I set down my phone and finally got ready for bed. Tomorrow is Monday—eight days since we met, three days left on the original bet timeline. Tomorrow I pitch authentic romance to James Woo while still keeping secrets from the person who taught me what authentic actually means.
Tuesday, we confess. Both of us, apparently. Whatever she's hiding, whatever I'm hiding, we put it all on the table and see if what we've built can survive exposure to truth.

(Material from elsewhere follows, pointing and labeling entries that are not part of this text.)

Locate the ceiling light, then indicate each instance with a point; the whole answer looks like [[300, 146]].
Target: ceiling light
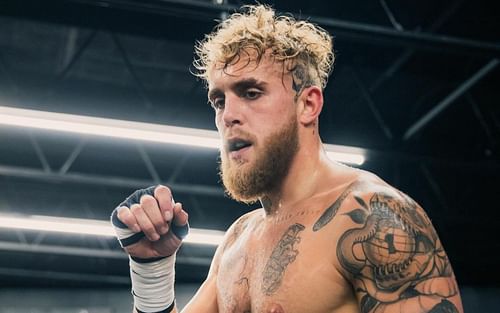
[[139, 131], [92, 227]]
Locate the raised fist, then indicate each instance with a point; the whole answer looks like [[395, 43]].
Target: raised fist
[[149, 224]]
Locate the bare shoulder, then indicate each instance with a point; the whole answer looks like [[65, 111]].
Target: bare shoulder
[[388, 249]]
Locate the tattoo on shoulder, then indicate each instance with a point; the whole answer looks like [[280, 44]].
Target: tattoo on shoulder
[[396, 258], [331, 211], [283, 254]]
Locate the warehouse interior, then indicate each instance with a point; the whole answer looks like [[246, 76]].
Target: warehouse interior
[[415, 89]]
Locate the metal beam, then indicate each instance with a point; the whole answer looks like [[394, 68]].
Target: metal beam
[[90, 252], [51, 275], [36, 174], [441, 106], [350, 30]]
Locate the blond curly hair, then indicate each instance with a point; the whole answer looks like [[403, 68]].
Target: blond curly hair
[[293, 43]]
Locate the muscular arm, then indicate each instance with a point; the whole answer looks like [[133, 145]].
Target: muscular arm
[[393, 257], [205, 299]]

I fall asleep thinking about my mother's words: *Honesty without kindness is cruel.*
Tuesday, I need to be honest and kind simultaneously. Tell Ji-won about the bet while making her understand it stopped being about the bet almost immediately. Confess my deception while proving my feelings are real.
I just hope real is enough.
In my dreams, I'm back at the gyro drop with Ji-won, suspended at the top, about to fall. But this time, instead of dropping, we just hang there—frozen in the moment before descent, neither rising nor falling, stuck in the space between what was and what could be.
And I wake up at 3 AM with the sudden, terrifying realization that Tuesday might not be about choosing between honesty and kindness.
It might be about whether honesty destroys everything no matter how kindly it's delivered.